Investing in property within a self managed super fund became all the rage among workers looking to shore up their financial future when limited recourse borrowing regulations were amended, making real estate assets more accessible for ‘mum and dad’ SMSF investors.
Now though, the reins are being tightened for those who’ve loaned money to their fund under ‘related party’ guidelines.
The ATO estimates for its June 2014 quarter that of the $590 billion worth of total assets held by Aussie SMSFs at this time, $15.1 billion were held under LRBAs.
One reason SMSFs are so attractive is that they can be a highly beneficial structure, particularly for the self-employed. But with the ATO shaking things up around ‘related party’ lending that might all be about to change.
In a bid to reduce debt exposure in SMSFs, the ATO has announced that as of June 30 this year, appropriate commercial agreements must be in place between the two entities to a ‘related party’ contract.
Following is the list of guidelines recently issued by the ATO around “safe harbour” terms for loans by related parties to SMSFs…keeping in mind these commercial terms must be met within the next two months;
- A written loan agreement
- Use of the Reserve Bank indicator lending rate for the current financial year (5.75 per cent for 2015/16)
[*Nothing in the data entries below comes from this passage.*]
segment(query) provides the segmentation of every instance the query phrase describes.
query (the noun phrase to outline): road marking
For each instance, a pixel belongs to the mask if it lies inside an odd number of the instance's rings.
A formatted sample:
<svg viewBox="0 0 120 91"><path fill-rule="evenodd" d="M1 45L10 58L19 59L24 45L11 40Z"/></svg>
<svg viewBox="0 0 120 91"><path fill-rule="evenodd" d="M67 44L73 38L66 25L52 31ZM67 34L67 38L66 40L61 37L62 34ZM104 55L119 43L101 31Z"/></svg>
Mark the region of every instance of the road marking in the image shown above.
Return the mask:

- A maximum loan term of 15 years, with a maximum five-year fixed interest period included in that term
- A maximum LVR of 70 per cent
- A registered mortgage title
- Monthly P & I (principal and interest) repayments
- No requirement for a personal guarantee
According to Gadens partner Jon Denovan, it may still be acceptable to have a LRBA arrangement in place that doesn’t quite meet all of the above guidelines, providing the fund can demonstrate that the deal was struck at arm’s length…generally by replicating the going commercial market terms of the moment.
Why’d they do it?
We know quite a few SMSFs are borrowing money these days, which has given rise to concern among some financial commentators around people accumulating debt within their retirement fund. Of course the whole thing seems counterintuitive on some level when you consider what a super fund is for.
The real concern though, is that a few are borrowing from the bank in the name of the SMSF (the trustee’s name), and then borrowing from the fund’s beneficiaries as well, which in essence translates to two loans over the one property. Further, the borrowed capital often represents 105 per cent of the asset’s value.
This is widely practiced in the self-employed sector where, for instance, the owner of a business buys the shed he operates out of but doesn’t have a lot in his SMSF.
He loans his fund money from equity withdrawn from his own home and the fund subsequently uses that borrowed capital as a deposit and closing costs to purchase the shed as an asset.
Now though, with the ATO insisting on commercial agreements over such borrowing arrangements, there’s likely to be extra strain placed on the personal positions of all parties involved.
Where to now?
Logically, if you’ve loaned money to your SMSF in any way, shape or form under LRBAs, I would urge you to contact your accountant immediately (if not sooner!).
Remember, these changes are applicable as at the end of this financial year, which means you have around 10 weeks to get your little duckies in the neat little row demanded from our friends at the ATO. No pressure.
Super Concepts general manager of technical services and education, Peter Burgess, warns, “The loans must be structured on commercial terms by June 30 and that means any loan repayments for the financial year ending on June 30 will have to be on commercial terms. Some trustees will need to make significant catch-up payments over the next couple of months.”